We may also concedé the rule to prevail where there are two separate judgments against two joint wrong-doers, the plaintiff can have but one satisfaction, but he may take his choice, and the satisfaction of one judgment does not discharge or amount to a satisfaction of the costs in the other. 2 Hilliard on Torts, 329.
When Watson recovered the judgment against plaintiff, the tort became merged in the judgment. The action being still pending against Cummings, we are unable to see why, under [373]*373the rule laid down in Hilliard, Watson was not entitled to settle and adjust the action against Cummings on payment of costs, .without thereby in any degree affecting the judgment against plaintiff. If the action against Cummings had been tried and judgment rendered in favor of Watson for costs, it would seem he could have received from Cummings such costs without in any degree affecting the judgment against the plaintiff, and no reason is perceived why this may not be done before the trial as well as after.

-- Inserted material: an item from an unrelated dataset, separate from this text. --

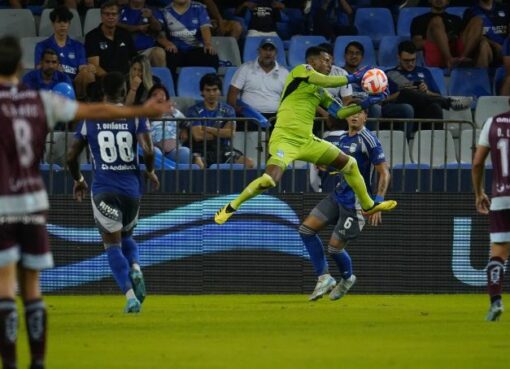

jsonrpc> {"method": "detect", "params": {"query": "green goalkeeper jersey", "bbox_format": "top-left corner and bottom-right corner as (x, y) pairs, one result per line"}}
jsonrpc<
(273, 64), (361, 140)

There was no doubt or uncertainty as to the amount plaintiff was bound to pay. It was settled and fixed. This was known both to Cummings and Watson. They intended to settle and adjust their own matter, and with no intention of affecting the judgment. Why should they not be permitted to do so, or why should an effect be given to such transaction not contemplated by them, by operation of law. We are not disposed to run counter to adjudicated cases, nor are we disposed to extend the rule beyond them, and, as we have said, we have not found any case in which the facts are like those in this case, to which the rule contended for has been applied. As applied to the facts existing here, neither justice, reason or sense can be urged in favor of its application.